Leadership approached our team with an ask:
how might we create a tool to assess how things are going within product teams across Ford?
Discovery
Our team (myself as product designer, a product manager, and two software engineers) began by collecting data on the existing research done in this problem space. How were teams currently evaluating themselves, if at all? Were they keeping track of whether things were improving, worsening, or staying the same, and how?

I drafted research plans around our assumptions and questions, and conducted discovery interviews with 10 teams across departments, including AV,  D-Ford, GDIA, and others.

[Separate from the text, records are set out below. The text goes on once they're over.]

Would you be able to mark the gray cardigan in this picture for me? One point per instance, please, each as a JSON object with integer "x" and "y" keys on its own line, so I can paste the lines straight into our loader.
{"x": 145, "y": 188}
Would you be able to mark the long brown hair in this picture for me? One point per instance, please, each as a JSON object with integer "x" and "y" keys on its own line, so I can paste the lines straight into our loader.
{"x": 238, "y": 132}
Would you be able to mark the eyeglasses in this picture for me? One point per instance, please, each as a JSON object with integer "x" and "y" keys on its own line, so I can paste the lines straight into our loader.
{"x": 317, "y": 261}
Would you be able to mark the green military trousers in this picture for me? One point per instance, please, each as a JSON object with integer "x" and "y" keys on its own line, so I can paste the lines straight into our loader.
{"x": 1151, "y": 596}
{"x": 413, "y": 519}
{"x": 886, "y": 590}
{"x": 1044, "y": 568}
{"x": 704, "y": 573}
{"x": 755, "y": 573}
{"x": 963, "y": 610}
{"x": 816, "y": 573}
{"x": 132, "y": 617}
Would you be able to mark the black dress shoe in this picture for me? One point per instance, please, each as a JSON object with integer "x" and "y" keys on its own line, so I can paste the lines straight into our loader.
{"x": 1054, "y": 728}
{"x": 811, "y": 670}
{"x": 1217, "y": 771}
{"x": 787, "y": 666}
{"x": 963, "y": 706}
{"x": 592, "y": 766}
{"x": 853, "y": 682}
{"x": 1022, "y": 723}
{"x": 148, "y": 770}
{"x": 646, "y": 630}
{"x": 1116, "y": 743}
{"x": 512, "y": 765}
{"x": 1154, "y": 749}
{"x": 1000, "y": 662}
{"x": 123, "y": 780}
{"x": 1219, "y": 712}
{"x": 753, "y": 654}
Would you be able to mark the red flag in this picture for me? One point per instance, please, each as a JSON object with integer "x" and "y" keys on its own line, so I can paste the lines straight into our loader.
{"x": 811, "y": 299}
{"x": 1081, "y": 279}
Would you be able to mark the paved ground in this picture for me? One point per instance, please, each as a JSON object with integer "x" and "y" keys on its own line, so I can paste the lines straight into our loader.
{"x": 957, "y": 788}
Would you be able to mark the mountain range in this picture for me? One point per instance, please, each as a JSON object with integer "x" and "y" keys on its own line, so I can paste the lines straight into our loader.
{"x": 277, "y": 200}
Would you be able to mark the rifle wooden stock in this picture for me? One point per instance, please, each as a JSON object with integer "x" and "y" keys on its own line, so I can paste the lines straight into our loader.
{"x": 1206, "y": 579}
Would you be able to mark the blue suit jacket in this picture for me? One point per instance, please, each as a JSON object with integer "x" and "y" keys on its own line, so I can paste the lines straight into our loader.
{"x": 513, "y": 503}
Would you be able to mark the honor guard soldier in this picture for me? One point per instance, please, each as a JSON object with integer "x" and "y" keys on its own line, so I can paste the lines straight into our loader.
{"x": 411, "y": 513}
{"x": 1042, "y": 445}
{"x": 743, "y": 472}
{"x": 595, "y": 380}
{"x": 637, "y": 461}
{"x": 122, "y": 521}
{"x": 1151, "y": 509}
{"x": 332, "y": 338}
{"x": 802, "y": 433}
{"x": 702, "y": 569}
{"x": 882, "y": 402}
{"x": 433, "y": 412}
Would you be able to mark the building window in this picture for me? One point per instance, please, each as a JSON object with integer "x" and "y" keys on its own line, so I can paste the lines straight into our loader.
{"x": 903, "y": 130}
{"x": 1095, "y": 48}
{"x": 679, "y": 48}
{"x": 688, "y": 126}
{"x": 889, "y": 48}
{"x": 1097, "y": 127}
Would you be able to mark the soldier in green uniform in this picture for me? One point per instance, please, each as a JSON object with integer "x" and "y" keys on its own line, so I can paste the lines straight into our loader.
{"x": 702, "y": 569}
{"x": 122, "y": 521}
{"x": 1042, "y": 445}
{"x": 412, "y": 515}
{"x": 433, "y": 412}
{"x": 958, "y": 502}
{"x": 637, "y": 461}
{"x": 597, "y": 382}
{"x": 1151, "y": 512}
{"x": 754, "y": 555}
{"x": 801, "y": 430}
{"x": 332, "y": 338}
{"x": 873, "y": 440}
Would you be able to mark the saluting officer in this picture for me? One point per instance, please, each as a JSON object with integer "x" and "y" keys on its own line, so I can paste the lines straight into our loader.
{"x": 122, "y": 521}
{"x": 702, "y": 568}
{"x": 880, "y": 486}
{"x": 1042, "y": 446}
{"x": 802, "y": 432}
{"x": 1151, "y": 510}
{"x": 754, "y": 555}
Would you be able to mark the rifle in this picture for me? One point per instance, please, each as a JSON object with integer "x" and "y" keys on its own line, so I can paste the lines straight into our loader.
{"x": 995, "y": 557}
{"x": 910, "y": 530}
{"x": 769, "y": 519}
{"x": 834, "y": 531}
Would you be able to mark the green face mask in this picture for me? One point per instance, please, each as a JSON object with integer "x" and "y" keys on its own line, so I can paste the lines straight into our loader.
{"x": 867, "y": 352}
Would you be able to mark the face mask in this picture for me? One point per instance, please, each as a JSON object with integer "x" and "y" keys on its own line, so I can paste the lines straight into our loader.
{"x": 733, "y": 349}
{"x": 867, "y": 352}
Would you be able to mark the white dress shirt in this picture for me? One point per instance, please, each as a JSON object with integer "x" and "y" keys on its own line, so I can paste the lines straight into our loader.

From this, we learned a few things:

(1) Some teams were using existing tools in creative, yet inefficient ways to evaluate how they were doing
(2) Some teams weren't measuring at all
(3) Teams that were measuring weren't confident they were getting good data
(4) Trust is hard to build and keep among team members
(5) Individuals fear misuse or misrepresentation of data and feedback
(6) Overall, there was a desire for something to allow open communication and alignment on ways to improve both sentiment and productivity
Goals
We decided on a few goals for our product:

(1) Create a tool to measure team health
(2) Enable psychological safety
(3) Allow for capture of action items
(4) Make it fun and easy to use
Additional Research
We did some competitive analysis with six existing tools in this problem space to identify what worked well, what was missing, and how we could create something better for less cost.
After Many Iterations...
I conducted extensive usability testing, contextual inquiry, and input from 28 teams across 14 organizations and 3 countries. These lead to numerous iterations based on user feedback. I designed this product mobile-first, as the primary use case would be on mobile phones in an office setting to preserve privacy, with a primary desktop screen shared for discussion in the room.
Today
Today, Vibez is a popular tool still used regularly by 500+ teams in 12 countries across Ford.